Desert Hot Springs, California (001 760 329 8791)

Two Bunch Palms has played host to many an exhausted film star suffering from burn-out and trying to avoid the paparazzi. It's 44 cabanas are the perfect escape; most come complete with a Jacuzzi. There is also a hot spring, gushing from a geological fault, and you can try underwater massage, or "Watsu", to ease away the stresses of celebrity living.

Price: from $175 per person (pounds 110).

Four Seasons Resort Jimbaran Bay, Bali (0800 526 648)

The Four Seasons spa at Jimbaran Bay is designed to resemble a traditional Indonesian village, constructed with thatched roofs, exotic flowering plants and private villas, each with its own outdoor plunge-pool. Indonesian elixirs banish the stress and strain of modern existence.

Price: approx $525 (around pounds 330) per night, but there are also five- and seven-night packages available.


LaStone Therapy

Developed in Tucson, Arizona, basalt (volcanic) rocks are placed on different parts of the body - the stomach, legs and between the fingers and toes. You are then massaged all over with freshly heated stones and finally a lavender-infused stone is placed on your "third eye" to promote calmness.

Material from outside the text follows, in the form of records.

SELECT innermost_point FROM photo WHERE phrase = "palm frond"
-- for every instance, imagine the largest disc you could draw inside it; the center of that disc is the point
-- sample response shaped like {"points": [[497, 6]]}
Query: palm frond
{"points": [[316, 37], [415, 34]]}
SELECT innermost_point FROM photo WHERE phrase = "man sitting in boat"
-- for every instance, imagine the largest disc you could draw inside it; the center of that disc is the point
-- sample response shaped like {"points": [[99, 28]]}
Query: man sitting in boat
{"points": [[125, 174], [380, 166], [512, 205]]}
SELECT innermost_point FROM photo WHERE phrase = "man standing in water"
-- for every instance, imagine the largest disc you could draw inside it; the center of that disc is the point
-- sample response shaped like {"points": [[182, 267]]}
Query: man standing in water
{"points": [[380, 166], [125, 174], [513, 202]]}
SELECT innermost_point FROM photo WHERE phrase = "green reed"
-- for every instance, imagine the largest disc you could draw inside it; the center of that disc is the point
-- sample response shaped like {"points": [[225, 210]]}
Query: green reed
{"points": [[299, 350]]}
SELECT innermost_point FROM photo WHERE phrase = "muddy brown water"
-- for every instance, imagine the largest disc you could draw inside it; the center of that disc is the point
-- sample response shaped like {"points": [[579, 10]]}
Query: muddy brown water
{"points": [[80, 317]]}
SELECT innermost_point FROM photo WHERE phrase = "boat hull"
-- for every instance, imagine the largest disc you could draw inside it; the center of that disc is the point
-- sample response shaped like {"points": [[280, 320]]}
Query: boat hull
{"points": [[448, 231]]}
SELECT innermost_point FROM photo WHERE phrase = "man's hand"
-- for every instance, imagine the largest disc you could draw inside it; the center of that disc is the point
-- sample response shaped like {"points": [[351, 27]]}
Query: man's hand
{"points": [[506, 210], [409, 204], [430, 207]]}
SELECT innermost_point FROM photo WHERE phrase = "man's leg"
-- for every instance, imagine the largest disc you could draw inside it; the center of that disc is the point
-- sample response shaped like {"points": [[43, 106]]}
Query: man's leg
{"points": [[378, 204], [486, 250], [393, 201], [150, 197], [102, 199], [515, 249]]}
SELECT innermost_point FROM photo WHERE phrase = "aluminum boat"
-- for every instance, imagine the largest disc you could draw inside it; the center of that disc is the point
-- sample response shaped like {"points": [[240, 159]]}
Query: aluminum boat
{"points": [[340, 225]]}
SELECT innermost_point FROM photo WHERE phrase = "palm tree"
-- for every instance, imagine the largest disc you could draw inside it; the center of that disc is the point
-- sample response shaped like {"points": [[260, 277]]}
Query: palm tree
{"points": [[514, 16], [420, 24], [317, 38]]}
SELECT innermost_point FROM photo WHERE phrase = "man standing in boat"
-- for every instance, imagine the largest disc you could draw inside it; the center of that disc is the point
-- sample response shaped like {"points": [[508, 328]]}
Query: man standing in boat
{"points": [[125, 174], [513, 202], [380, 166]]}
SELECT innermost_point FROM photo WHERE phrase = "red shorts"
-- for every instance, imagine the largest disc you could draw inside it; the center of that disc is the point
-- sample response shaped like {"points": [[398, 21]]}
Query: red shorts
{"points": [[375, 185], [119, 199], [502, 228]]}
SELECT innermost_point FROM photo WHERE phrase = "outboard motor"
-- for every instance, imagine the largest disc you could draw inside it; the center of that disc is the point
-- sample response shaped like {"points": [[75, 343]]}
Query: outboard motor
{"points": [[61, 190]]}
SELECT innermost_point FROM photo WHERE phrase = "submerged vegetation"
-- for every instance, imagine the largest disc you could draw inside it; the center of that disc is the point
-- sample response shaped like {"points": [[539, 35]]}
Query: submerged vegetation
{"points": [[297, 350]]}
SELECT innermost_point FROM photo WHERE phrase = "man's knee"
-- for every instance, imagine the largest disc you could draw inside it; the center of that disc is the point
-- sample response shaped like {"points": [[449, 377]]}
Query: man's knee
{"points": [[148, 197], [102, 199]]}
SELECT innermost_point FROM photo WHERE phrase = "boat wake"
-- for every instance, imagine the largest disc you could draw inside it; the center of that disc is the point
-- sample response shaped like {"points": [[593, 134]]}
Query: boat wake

Take me to: The Peaks Resort and Spa, Telluride, Colorado (001 970 728 6800); or contact the British School of Complimentary Therapy for practitioners in the UK (0171-224 2393)

G,5 Vibro Massage

An all-over body massage carried out with something akin to a vacuum cleaner (but an altogether more pleasant experience) which acts as a de- stresser for the muscles and also promotes lymphatic and blood circulation.

Take me to: Chiva Som, Hua Hin, Thailand (00 66 32 536 536)

The Minty Mud Mummy Mask

A full-body facial-quality treatment that is designed to reduce impurities, improve appearance and stimulate the circulation. Basically, it involves an oil-based scrubdown and then an application of a purifying minty body mask.

Take me to: Bliss Spa, New York (00 1 212 219 8970)

Japanese Shower Spa

The first of its kind in England, you are gently massaged by very relaxing swirling jets of water - a bit like a massage in a posh Jacuzzi.

Take me to: Rowhill Grange Hotel and Spa, Top Dartford Road, Wilmington, Kent, DA2 7QH (01322 615 136)

Javanese Lulur A traditional Indonesian massage followed by an exfoliation treatment and, afterwards, a soothing soak in a scented flower bath and a Jamu Elixir to finish

Take me to: Banyan Tree, Thailand (00 66 76 324 374)

Paraffin Wax Body Wrap

The warmth of the paraffin wax gently alleviates all your aches and muscular pains while in turn softening the skin.